カリスマエンジニアは生きていた? コーリン・チャップマン生存説
次に紹介するのは、スーパーカーではなくその生みの親に関する都市伝説だ。
1982年12月16日、世界の自動車&自動車レース史に名を残すイギリスのコーリン・チャップマンは、心筋梗塞によって54歳の生涯を終えた。まだまだ現役で活躍中だった彼を襲った突然の悲劇に、世界中のファンが哀悼の意を示した。
レーシングチームとして、そして中規模自動車メーカーとして知られるロータスはコーリン・チャップマンによって創立された。
チャップマンは数多くの新機軸をレース界に持ち込み、あるときは圧倒的な速さでレースを制圧し、そしてまたあるときは、あまりに先を行きすぎたために失敗作と呼ばれるマシンも作り出している。
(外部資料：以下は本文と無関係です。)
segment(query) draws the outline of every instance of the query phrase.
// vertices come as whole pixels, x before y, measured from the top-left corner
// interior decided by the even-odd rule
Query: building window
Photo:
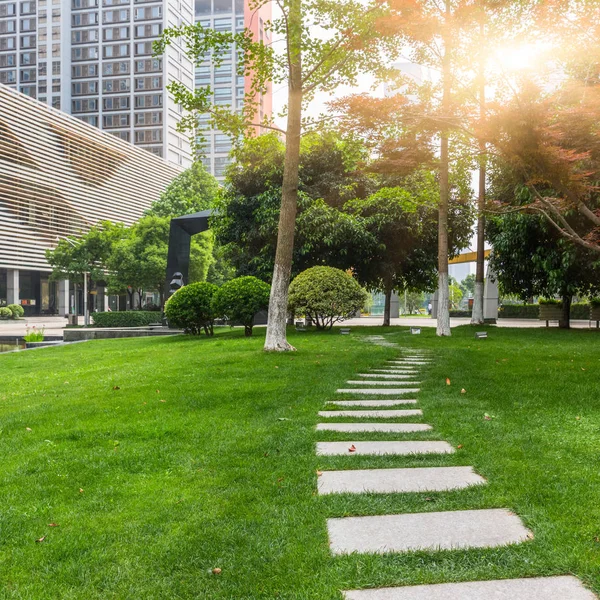
[[[14,67],[16,64],[16,54],[0,54],[0,67]]]
[[[16,14],[16,5],[14,2],[0,3],[0,17],[14,17]]]
[[[0,71],[0,83],[16,83],[16,71]]]
[[[52,108],[60,110],[60,96],[54,96],[52,98]]]
[[[129,61],[110,62],[102,64],[103,75],[127,75],[129,73]]]
[[[224,177],[225,169],[230,162],[228,156],[215,156],[215,177]]]

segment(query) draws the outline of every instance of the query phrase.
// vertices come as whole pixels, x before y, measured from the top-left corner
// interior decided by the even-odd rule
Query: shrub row
[[[450,316],[451,317],[470,317],[471,311],[470,310],[451,310]]]
[[[591,304],[591,303],[590,303]],[[590,304],[578,302],[571,304],[571,319],[588,320],[590,318]],[[540,302],[540,304],[504,304],[498,310],[500,319],[537,319],[540,316],[541,306],[561,306],[559,300],[555,302]]]
[[[177,290],[165,305],[169,325],[186,333],[213,335],[215,319],[243,325],[252,335],[256,313],[269,305],[271,288],[256,277],[238,277],[218,288],[192,283]],[[364,306],[366,292],[348,273],[332,267],[312,267],[300,273],[289,289],[289,310],[310,319],[317,329],[331,329]]]
[[[92,313],[96,327],[146,327],[151,323],[160,323],[160,318],[160,311],[148,310]]]
[[[256,277],[238,277],[217,287],[205,281],[190,283],[177,290],[165,305],[165,315],[172,327],[192,335],[204,331],[213,335],[215,319],[231,325],[243,325],[252,335],[254,315],[269,305],[271,287]]]
[[[20,319],[25,314],[25,309],[20,304],[9,304],[0,308],[0,319]]]

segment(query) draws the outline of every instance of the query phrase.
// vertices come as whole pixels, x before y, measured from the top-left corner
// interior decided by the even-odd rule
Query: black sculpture
[[[171,219],[165,297],[173,295],[189,279],[191,238],[208,229],[210,210]]]

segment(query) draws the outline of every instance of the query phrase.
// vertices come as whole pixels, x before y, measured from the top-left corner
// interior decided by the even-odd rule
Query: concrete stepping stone
[[[391,373],[359,373],[359,377],[365,377],[367,379],[410,379],[414,377],[416,373],[406,374],[391,374]]]
[[[349,385],[420,385],[420,381],[403,381],[397,379],[396,381],[363,381],[362,379],[351,379],[346,381]]]
[[[402,404],[416,404],[416,400],[328,400],[325,404],[336,406],[400,406]]]
[[[598,600],[575,577],[532,577],[343,592],[345,600]]]
[[[433,427],[426,423],[319,423],[317,425],[317,431],[340,431],[343,433],[414,433],[431,431],[431,429]]]
[[[350,451],[353,449],[352,451]],[[452,454],[448,442],[317,442],[318,456]]]
[[[402,366],[430,365],[430,360],[388,360],[389,363]]]
[[[335,390],[338,394],[367,394],[369,396],[395,396],[396,394],[416,394],[419,388],[342,388]]]
[[[412,367],[410,369],[371,369],[371,371],[373,373],[395,373],[406,375],[407,377],[414,377],[419,372],[418,369]]]
[[[328,519],[333,554],[495,548],[532,538],[503,508]]]
[[[325,471],[319,477],[319,494],[380,494],[444,492],[481,485],[485,479],[473,467],[428,467],[415,469],[368,469]]]
[[[396,417],[420,417],[420,408],[408,410],[320,410],[320,417],[356,417],[357,419],[387,419]]]

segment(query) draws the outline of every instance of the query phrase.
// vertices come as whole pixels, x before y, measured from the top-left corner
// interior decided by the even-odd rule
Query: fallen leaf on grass
[[[446,385],[450,385],[450,379],[446,377]]]
[[[79,493],[83,494],[83,488],[79,488]]]
[[[221,574],[221,569],[219,569],[219,567],[215,567],[212,570],[213,575],[220,575]]]
[[[458,449],[458,450],[460,450],[460,449],[463,447],[463,445],[462,445],[462,444],[459,444],[459,445],[458,445],[458,446],[456,446],[456,447],[457,447],[457,449]]]
[[[356,452],[356,446],[354,444],[352,444],[352,446],[350,446],[350,448],[348,448],[348,452]]]
[[[113,390],[120,390],[121,388],[118,385],[113,386]]]
[[[321,477],[323,475],[323,471],[317,471],[317,477]]]
[[[31,427],[25,427],[25,431],[31,431]]]
[[[166,402],[166,400],[161,400],[161,402]]]
[[[581,370],[582,370],[582,371],[585,371],[585,369],[584,369],[583,367],[581,367]]]
[[[156,393],[157,393],[157,394],[160,394],[160,390],[156,390]]]
[[[576,421],[581,421],[581,417],[575,417]]]
[[[35,540],[35,543],[36,544],[41,544],[45,539],[46,539],[46,536],[43,535],[41,538],[38,538],[37,540]]]
[[[48,523],[48,527],[58,527],[58,523]]]
[[[462,390],[460,390],[460,393],[461,393],[461,394],[466,394],[466,393],[467,393],[467,390],[465,390],[465,388],[463,388]]]
[[[287,417],[277,417],[278,421],[289,421]]]

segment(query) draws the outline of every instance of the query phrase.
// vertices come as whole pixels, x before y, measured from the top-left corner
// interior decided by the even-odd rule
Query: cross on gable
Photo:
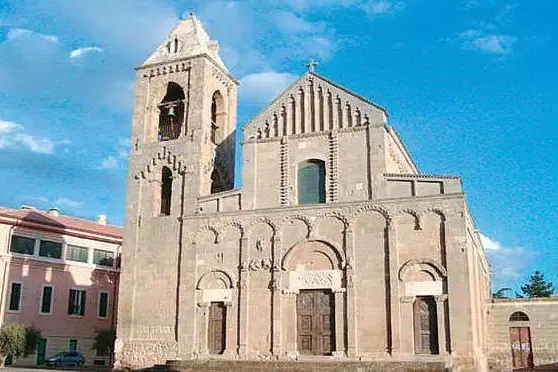
[[[314,72],[315,67],[318,66],[318,65],[319,65],[318,62],[316,62],[312,58],[310,58],[310,60],[306,64],[306,67],[308,67],[308,71]]]

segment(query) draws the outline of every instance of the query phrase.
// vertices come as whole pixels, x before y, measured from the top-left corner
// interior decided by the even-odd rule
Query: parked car
[[[77,351],[62,351],[60,353],[54,354],[51,357],[45,359],[47,366],[79,366],[85,364],[85,358],[82,353]]]

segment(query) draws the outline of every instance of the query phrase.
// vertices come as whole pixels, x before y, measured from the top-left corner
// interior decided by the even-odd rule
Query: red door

そしてレースと並行して市販車の製造・販売も手がけ、特にライトウェイトスポーツカーでは傑作車を何台も生み出している。厳密にいうとロータス製のクルマはスーパーカーとは呼べないかもしれないが、ロータス ヨーロッパが1970年代スーパーカーブームの主役の1台であったのは間違いない。
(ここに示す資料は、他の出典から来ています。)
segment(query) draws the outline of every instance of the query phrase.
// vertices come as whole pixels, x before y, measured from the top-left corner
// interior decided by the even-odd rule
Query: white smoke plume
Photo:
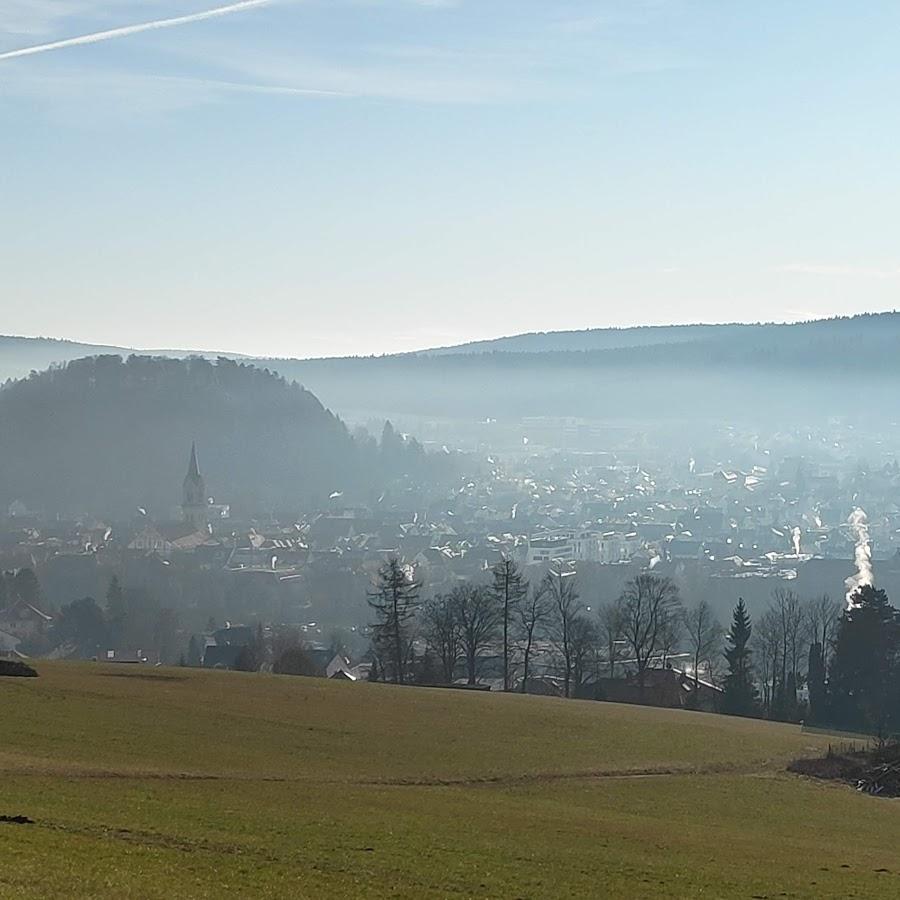
[[[794,554],[796,556],[800,555],[800,535],[802,532],[800,531],[800,526],[795,525],[793,530],[791,531],[791,543],[794,545]]]
[[[874,584],[875,576],[872,571],[872,546],[869,543],[869,520],[866,517],[865,511],[857,507],[850,513],[850,518],[847,521],[856,537],[856,549],[853,554],[856,562],[856,574],[851,575],[844,582],[844,585],[847,588],[847,608],[852,609],[854,606],[853,595],[864,585]]]
[[[173,28],[176,25],[188,25],[191,22],[202,22],[205,19],[214,19],[218,16],[227,16],[231,13],[243,12],[255,6],[267,6],[274,0],[240,0],[238,3],[229,3],[227,6],[217,6],[215,9],[207,9],[202,12],[190,13],[186,16],[175,16],[171,19],[156,19],[153,22],[140,22],[137,25],[124,25],[121,28],[111,28],[108,31],[95,31],[93,34],[82,34],[78,37],[63,38],[60,41],[52,41],[49,44],[36,44],[32,47],[21,47],[18,50],[7,50],[0,53],[0,60],[15,59],[18,56],[31,56],[34,53],[47,53],[50,50],[63,50],[66,47],[78,47],[81,44],[97,44],[100,41],[109,41],[113,38],[128,37],[131,34],[140,34],[142,31],[153,31],[157,28]]]

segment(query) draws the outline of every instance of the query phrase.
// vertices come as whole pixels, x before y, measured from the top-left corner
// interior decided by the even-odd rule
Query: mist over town
[[[900,895],[898,29],[0,3],[0,898]]]

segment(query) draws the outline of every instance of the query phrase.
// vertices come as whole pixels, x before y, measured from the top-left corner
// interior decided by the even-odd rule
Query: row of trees
[[[827,597],[773,593],[754,626],[734,610],[724,711],[887,736],[900,731],[900,612],[863,585],[846,609]],[[797,691],[808,687],[807,705]]]
[[[725,712],[824,722],[827,673],[842,624],[840,604],[827,595],[802,600],[776,588],[755,625],[739,601],[725,650]],[[804,687],[808,702],[799,699]]]
[[[574,573],[551,568],[536,585],[504,559],[487,584],[463,582],[420,602],[421,584],[397,559],[379,571],[369,604],[374,677],[475,684],[490,661],[505,690],[525,691],[540,647],[565,696],[589,675],[627,669],[640,691],[677,651],[723,689],[722,711],[885,734],[900,730],[900,612],[862,587],[853,604],[778,588],[753,623],[740,600],[727,634],[706,601],[686,607],[668,578],[642,573],[591,611]],[[416,641],[425,654],[415,654]],[[806,696],[803,689],[806,688]]]
[[[398,559],[379,570],[369,595],[377,678],[451,682],[462,669],[475,684],[485,661],[499,657],[504,690],[518,684],[525,691],[538,645],[549,644],[568,697],[589,674],[612,677],[623,663],[643,691],[648,669],[665,665],[680,646],[690,648],[695,678],[712,672],[720,655],[722,628],[709,605],[685,608],[675,584],[653,573],[633,578],[597,611],[582,603],[574,572],[563,566],[531,585],[513,560],[502,559],[487,584],[462,582],[424,602],[421,587]],[[420,660],[417,639],[426,647]]]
そんな天才かつカリスマエンジニアのチャップマンが突然の死を遂げた後、奇妙な都市伝説がささやかれるようになった。
それは「チャップマンは南米で生きている」というもの。
実は、大いなる野心家でもあったチャップマンが、死の直前に新興自動車メーカーのデロリアンに対し、技術協力の資金に関する不正送金を行わせていたというウワサがある。
実際、この当時にロータスカーズの財務担当役員だったフレッド・ブッシェルは、デロリアンに関連する不正容疑で逮捕され、服役している。
チャップマンが存命だった場合も逮捕は免れなかったとの話もあり、それを恐れたチャップマンが自身の死を偽装して南米に逃亡し、そのまま余生を送ったというのがチャップマン生存説だ。
ただし、この都市伝説については証拠が乏しく、その後、チャップマン生存を裏付ける証言が出てこないことからみても、やはりチャップマンは心筋梗塞で急逝したと考えるのが妥当だ。
数多くの独創的なレースカー&市販車を世に送り出し、年齢的にもさらなる活躍が期待されていたチャップマン。
その生存説は、チャップマンのカリスマに魅せられたファンたちの「生きていてほしい」という願望が生み出したものだったのだろうか?